The newly appointed board of the Australian Distillers Association (ADA) has called for a tax break on spirits, which it calls “the world’s highest regime”.

Stuart Gregor, founder of Four Pillars Distillery, is the ADA’s new president

Following the resignation of ADA president Bill Lark, former owner of Lark Distillery, the ADA has appointed Victoria’s Four Pillars founder Stuart Gregor to the position.

Gregor, in turn, has selected seven additional Australian distillers to serve as members on the association’s executive committee: Cameron Syme, Great Southern Distilling Co, WA as vice president; Troy Trewin, Lark Distillery, TAS, as secretary; Spike Dessert, Hoochery Distillery, WA as treasurer; and Jeremy Spencer, The West Winds Gin, WA, Jon Lark, Kangaroo Island Spirits, SA, David Vitale, Starward Whisky, VIC, and Wayne Klintworth, Bass and Flinders Distillery, VIC as committee members.

One of the new ADA board’s priorities will be to lobby the federal government to reduce the level of excise tax forced upon distillers, which Gregor claims is around AUS$1 per 30ml of spirit.

“Our smaller brewing and wine-making mates all enjoy the benefits of generous excise and tax rebates – while small distillers are forced to compete with a huge tax monkey on our back,” Gregor said. “We don’t want the monkey no more.”

There are around 50 distilleries in Australia producing gin, vodka, and whisky, rum and other spirits.

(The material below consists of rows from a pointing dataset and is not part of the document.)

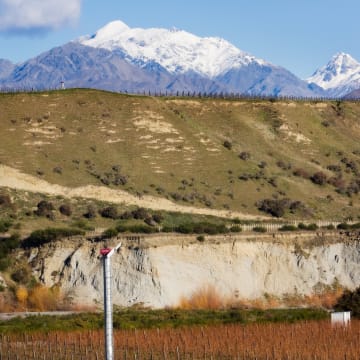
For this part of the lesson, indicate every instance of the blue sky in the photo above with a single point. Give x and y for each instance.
(299, 35)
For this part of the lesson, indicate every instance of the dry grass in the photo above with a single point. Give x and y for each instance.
(303, 340)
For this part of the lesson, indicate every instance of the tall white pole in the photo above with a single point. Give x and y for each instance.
(109, 348)
(109, 345)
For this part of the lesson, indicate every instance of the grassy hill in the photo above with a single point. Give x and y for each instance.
(297, 159)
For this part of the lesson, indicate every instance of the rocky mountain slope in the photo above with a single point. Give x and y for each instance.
(339, 76)
(160, 270)
(119, 58)
(285, 158)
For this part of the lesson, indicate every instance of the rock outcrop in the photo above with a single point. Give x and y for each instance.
(157, 271)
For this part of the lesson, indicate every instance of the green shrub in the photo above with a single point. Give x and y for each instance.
(109, 233)
(288, 228)
(109, 212)
(343, 226)
(138, 228)
(310, 227)
(235, 228)
(227, 144)
(40, 237)
(350, 301)
(65, 209)
(4, 225)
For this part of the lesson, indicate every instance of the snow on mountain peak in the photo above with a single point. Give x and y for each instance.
(339, 71)
(176, 50)
(111, 30)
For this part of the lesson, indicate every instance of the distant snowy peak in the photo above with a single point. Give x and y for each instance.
(339, 72)
(176, 50)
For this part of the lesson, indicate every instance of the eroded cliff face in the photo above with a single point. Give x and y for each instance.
(158, 271)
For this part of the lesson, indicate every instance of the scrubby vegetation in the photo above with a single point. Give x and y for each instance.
(350, 301)
(214, 153)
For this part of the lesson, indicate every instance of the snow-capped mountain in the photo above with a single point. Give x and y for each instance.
(120, 58)
(176, 50)
(339, 76)
(5, 67)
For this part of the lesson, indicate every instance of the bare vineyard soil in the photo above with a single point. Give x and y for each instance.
(302, 341)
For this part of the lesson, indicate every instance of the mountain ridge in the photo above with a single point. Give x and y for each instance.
(120, 58)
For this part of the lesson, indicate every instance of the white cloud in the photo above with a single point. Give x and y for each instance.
(37, 15)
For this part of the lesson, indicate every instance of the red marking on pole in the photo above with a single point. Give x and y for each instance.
(104, 251)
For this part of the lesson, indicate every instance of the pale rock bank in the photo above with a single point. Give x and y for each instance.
(159, 270)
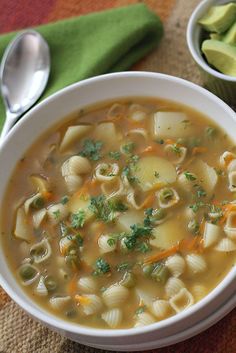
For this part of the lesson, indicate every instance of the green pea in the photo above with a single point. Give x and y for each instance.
(147, 269)
(50, 283)
(27, 272)
(128, 280)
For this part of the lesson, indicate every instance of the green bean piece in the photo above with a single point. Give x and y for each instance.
(27, 272)
(128, 280)
(166, 195)
(147, 269)
(50, 283)
(193, 226)
(160, 273)
(38, 203)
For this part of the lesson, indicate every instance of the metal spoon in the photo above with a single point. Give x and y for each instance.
(24, 74)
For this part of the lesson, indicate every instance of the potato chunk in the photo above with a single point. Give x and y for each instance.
(172, 125)
(153, 172)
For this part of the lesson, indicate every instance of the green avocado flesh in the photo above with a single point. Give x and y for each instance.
(220, 55)
(219, 18)
(230, 36)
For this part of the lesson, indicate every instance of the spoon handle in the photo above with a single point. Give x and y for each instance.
(10, 120)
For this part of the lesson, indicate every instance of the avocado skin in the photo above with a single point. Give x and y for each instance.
(221, 56)
(219, 18)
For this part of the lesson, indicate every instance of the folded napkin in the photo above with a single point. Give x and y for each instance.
(95, 44)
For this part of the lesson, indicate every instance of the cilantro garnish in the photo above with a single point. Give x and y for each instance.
(91, 149)
(78, 219)
(101, 267)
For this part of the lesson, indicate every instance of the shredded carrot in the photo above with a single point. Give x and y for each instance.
(72, 285)
(47, 195)
(169, 142)
(199, 149)
(148, 202)
(81, 299)
(228, 159)
(162, 255)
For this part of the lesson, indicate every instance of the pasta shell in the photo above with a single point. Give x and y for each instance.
(92, 305)
(106, 172)
(211, 235)
(38, 217)
(225, 245)
(41, 251)
(115, 296)
(112, 317)
(196, 263)
(41, 289)
(161, 309)
(199, 291)
(104, 246)
(144, 319)
(173, 286)
(182, 300)
(59, 303)
(57, 212)
(87, 284)
(73, 182)
(76, 165)
(29, 201)
(73, 134)
(176, 265)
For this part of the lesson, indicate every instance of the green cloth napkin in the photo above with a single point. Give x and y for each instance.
(95, 44)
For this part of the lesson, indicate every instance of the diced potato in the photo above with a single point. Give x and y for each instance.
(172, 125)
(168, 234)
(73, 134)
(206, 175)
(106, 132)
(129, 218)
(22, 228)
(148, 168)
(80, 202)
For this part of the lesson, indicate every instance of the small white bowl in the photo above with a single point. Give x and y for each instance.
(222, 85)
(114, 86)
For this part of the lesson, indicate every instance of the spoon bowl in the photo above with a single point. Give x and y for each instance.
(24, 74)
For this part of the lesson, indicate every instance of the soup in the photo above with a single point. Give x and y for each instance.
(124, 214)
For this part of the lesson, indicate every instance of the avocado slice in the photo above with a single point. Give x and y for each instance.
(220, 55)
(219, 18)
(230, 36)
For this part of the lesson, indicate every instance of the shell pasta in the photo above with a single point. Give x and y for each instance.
(124, 214)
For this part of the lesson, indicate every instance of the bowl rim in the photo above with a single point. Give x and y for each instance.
(191, 27)
(63, 325)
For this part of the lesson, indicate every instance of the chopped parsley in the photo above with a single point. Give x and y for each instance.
(124, 266)
(189, 176)
(64, 199)
(115, 155)
(106, 210)
(57, 214)
(101, 267)
(91, 149)
(176, 149)
(128, 148)
(78, 219)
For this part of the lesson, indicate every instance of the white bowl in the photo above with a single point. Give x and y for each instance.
(128, 84)
(222, 85)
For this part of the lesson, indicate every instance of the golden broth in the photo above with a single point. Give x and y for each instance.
(137, 229)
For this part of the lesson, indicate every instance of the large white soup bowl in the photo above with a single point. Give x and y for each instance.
(46, 114)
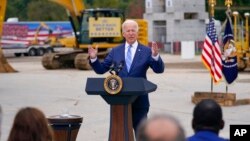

Gregor is calling for all Australian distillers to join the ADA and attend a conference on 12 November in Melbourne to discuss the association’s future plans.

“As an industry we are gathering more momentum each and every day,” Gregor added. “There’s power in numbers and we need as much power as we can muster.”

Lark stepped down from his position as president of the ADA this year following the sale of his majority stake in Lark Distillery to an investment syndicate in 2013. He and wife Lyn continue to serve as brand ambassador and non-executive director for the Tasmania distillery.

“Without Bill, the Australian craft distilling movement would not exist – it’s as simple as that,” said Gregor. “Bill has led this association and our industry with distinction and vigour.”